Consider, for instance, the peace activism of Azim Khamisa, the former investment banker whose son was murdered in 1995. Remarkably, his is not a story of anger or outrage, but rather a bottomless well of forgiveness that has led to his establishment of a foundation named after his son, the Tariq Khamisa Foundation, and a brand new life devoted to bringing awareness to young people that violence is a dead-end street.
At first, Khamisa wanted only to be able to get out of bed in the morning. His son, a student at San Diego State University who delivered pizza on the weekends, was shot by a 14-year-old gang recruit — 14, my God! — while making a delivery. This is, of course, the sort of insanity that shatters lives and wrecks families on a daily basis all over the world, and often (usually?) leads to more violence. But Khamisa saw, at the pit of his grief, that something else could come from this unspeakable tragedy . . . if he forgave the child who killed his son.
What he came to understand, as he investigated the phenomenon of gang culture, is that there were “victims at both ends of the gun.” Ultimately he met with the killer, who was tried as an adult and sentenced to a long prison term, and, he said, “I didn’t see the murderer in him. I saw another soul.”

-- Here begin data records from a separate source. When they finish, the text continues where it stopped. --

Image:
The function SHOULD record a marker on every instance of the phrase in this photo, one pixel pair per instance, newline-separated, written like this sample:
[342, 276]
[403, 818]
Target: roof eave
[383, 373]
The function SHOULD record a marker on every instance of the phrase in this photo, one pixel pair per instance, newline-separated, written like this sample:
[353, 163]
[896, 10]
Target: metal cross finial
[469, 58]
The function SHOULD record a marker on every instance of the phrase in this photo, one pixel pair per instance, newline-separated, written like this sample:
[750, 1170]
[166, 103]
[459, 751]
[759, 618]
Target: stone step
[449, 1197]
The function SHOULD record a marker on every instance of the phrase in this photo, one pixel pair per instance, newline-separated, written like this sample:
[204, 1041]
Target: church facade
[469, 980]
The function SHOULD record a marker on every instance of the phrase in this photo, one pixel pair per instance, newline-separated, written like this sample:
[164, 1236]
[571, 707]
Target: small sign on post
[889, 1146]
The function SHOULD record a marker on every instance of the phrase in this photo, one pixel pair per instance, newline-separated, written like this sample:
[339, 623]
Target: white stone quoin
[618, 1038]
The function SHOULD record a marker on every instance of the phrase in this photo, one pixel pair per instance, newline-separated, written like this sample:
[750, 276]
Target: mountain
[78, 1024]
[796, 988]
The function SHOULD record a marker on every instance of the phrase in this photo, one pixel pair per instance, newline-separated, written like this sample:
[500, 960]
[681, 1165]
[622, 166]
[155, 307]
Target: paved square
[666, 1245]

This begins to get at it — what “peace” can mean and why it’s our future, if we are to have a future. It’s not the naïve, wishful thinking of the inexperienced, as it’s so often portrayed; nor is it a tense and temporary armed standoff between adversaries; nor is it a wall, a barbed-wire fence, that keeps “them” out.
Rather, peace is a primal cry of the soul, a naked groping for commonality. It is eye contact with “the enemy” and, when necessary, the acceptance of a greater burden of responsibility than anyone could reasonably be expected to bear. And this finally was the message, for me, of these compressed four days in Washington, D.C.: Many people are accepting this responsibility.
One of the speakers at the conference, Ocean Robbins, put it this way, describing the remarkable journey of Liberian peace activist Kimmie Weeks, who nearly died of starvation during his country’s civil war, who was buried alive and rescued by his mother from a mass grave: “He is trying to find a way to take the pain and suffering he’s endured and turn it into gold for humanity.”
Yes, this begins to get at it.
Peace flows from the deepest courage, the grittiest honesty. Yvonne St. John-Dutra talked to us about growing up as a “fat girl” and the daily humiliation she endured in junior high school. She and her husband, Rich, after the birth of their four daughters, founded an organization, Challenge Day, that works directly in the schools to address the sort of everyday cruelties our current system takes for granted. The root causes of the hellish behavior that is commonplace in the schools — fighting, drug and alcohol abuse, eating disorders, even suicide — are isolation and loneliness, she said.
To reach people in their isolation, to celebrate them, to love them, whether they are high school students or prisoners in maximum security, is the first priority of peace. And when we finally see, it is so obvious. Peace begins as alchemy, as our pain turns to gold for humanity.